La arena tiene un raro parecido con los sueños, pero no se parece a ninguno de los míos. La arena nace, pero nunca descansa en el mismo lugar. En la arena se nos hunden los pies, pero no la tristeza.
Uno busca sus recetas contra todo, hasta cuando se tiene todo. Uno se hace sus propios paseos, sus propios perfumes al atardecer para hacer de la luz un hogar echado encima del futuro. Nuevo México me devuelve la simplicidad, la aprieta contra mis manos y sordamente se rehúsa a escuchar mis quejas… es más, me calla la voz, me atrapa los ojos y los mete en objetos simples, donde no cabe la desdicha. Mientras tanto, yo me cuento historias, duermo en el calor y le niego el saludo a la nieve que insulto y que no quiero ver pronto. En resumen, este desierto es más paciente que yo.
Mis ojos de antes, más perdidos que atentos, te miraron con luto. Mis pasos me llevaron, pero, ¿qué podía yo hacer? Uno no puede falsear las tristezas ni activar el olvido así de fácil. Mis ojos de antes no sabían de las piedras ni de los vientos enroscados por los árboles. Mis ojos solo se morían durante un par de horas y el resto, ya lo sabes.

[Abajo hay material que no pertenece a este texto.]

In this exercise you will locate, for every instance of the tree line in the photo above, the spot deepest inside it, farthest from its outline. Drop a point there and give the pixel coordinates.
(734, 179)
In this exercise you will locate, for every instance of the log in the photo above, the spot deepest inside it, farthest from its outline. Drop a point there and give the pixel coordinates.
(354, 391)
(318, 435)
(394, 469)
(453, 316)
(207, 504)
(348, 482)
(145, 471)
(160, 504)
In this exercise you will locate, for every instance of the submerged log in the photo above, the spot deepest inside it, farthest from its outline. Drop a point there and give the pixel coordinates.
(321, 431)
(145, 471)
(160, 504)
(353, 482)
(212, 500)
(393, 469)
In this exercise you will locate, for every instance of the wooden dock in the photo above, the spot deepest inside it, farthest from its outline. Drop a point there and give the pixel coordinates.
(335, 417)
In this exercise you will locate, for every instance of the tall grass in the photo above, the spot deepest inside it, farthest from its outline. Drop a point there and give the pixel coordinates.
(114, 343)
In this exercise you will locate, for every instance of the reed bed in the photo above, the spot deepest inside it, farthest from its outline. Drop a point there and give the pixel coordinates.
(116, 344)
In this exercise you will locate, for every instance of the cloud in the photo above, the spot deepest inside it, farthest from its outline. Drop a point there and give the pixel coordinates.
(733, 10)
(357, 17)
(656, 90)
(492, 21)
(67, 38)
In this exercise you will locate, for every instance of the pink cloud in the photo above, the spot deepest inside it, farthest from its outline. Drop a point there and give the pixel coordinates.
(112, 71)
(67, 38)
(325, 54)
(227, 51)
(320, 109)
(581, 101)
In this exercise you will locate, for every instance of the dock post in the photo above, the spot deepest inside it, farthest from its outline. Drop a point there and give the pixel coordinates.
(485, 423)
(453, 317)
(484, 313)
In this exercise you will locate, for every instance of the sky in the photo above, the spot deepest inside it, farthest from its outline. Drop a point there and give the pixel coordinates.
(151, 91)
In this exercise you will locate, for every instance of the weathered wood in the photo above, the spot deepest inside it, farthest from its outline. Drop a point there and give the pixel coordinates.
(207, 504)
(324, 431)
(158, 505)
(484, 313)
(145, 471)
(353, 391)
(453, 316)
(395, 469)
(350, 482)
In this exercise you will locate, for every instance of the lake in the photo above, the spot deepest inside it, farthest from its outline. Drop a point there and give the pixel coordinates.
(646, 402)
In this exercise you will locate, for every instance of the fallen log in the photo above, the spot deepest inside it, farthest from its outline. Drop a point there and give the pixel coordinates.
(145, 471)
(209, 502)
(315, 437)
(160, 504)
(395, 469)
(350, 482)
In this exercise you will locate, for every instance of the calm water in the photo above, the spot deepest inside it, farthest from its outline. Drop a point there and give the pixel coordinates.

Ya por aquellos días, que solo le pertenecen al desierto, habíamos olvidado cómo se colocan los aromas que interrogan los pedacitos de nuestra soledad. Entre las ganas de no morirnos y el odio a los inviernos perdimos (quizás) esa curiosidad casi maligna de arrastrar los ojos sobre la arena y mover los labios para probar, entre murmullos, los fantasmas que amanecen con el humo. Nos dimos cuenta, en la prisa de un párpado sonriente de encuentros, que todo estaba allí, intacto y cansado de la misma tierra, que los nombres seguían sumidos en el alivio de no repetirse. Comprendimos, así, el porqué de las rodillas cuando nos descienden a lo elemental de un encuentro con el día que dejamos ir.
—No hables— dije. Mejor deja que me arrepienta… ¿De qué? Pues, del tiempo, del sueño y de esconderme en constelaciones que ya no soporto, que no son mías y ya no quiero.
Ya después, alcé los hombros y pateé una piedra sin razón alguna. Pensé en todo, en el engaño que me aguardaba, en la muchedumbre de quejas y, lo que es peor, en mi necedad de no entender. Por eso, volví a mirar la madera y pensé que otro año regresaría a esa rutina de resucitar los mismos olvidos y enterrarlos al siguiente instante.
Vine de un lugar distante (diría impecable), donde el desierto es carne roja, o algo así como una muerte repetida, sólida y a ras de suelo. Vine de una tierra hecha de lumbre, de piedras sin agua, que se salva a través de la insistencia y de ventanas invisibles. Dejé atrás (quizás) veinte esperas y trece esquinas que doblan el paisaje en partes, ya de noche, cuando los grillos sanan con lentitud los ruidos que nadie quiere sofocar.
Dejando de lado las causas, (más aún) sus recintos y plazas indiferentes, casi
todas circundadas por autos frotando un asfalto vigilante, decidí salir, decidí
hacer de mi presencia una huelga contra la arena y (creo que así fue) me metí
en la tarde de otras horas, tal vez húmedas y extendidas, pero de explicaciones
sordas y sangres desconocidas, posiblemente con el fin de reparar ocurrencias
no anticipadas.
-Tal vez- Uno hubiera dejado pasar todo, por lo menos
el tiempo, el viento, las sombras, las palabras, pues… Esas conjuradas bajo
cualquier mediodía. Quizás (mejor) uno hubiera empujado la lluvia hacia la
pobreza del solsticio, lejos del verano, para que, dado el momento, el sol
pueda secar las manchas íntimas de todo lo que flota en un pensamiento
asombrado de tanta ausencia.
Uno hubiera querido borrar ese instante, cuando el alma encoge los hombros
mirando al norte, cuando el olvido es sensato y al recuerdo le cuesta trabajo
ser displicente como esos libros que habitan, pero no respiran sus tristezas en
verso.
Y heme aquí… Yo, que no sé de pescas ni de espumas, mucho menos de
navegaciones… Paso ratos mirando el cielo y un aire sin cerros, buscando las
ranuras de una memoria que nunca guardó lagos ni orillas y que, ahora, ve los
barcos multiplicarse y mecerse bajo un cielo más viejo que la luna. He aquí mis
ojos, los que me traje, remolcando el pasado y creyéndome el sobreviviente de
los olores de un desierto rehén y (al mismo tiempo) ahogado en habitaciones que
juegan a ser la impaciencia de un tren tardío.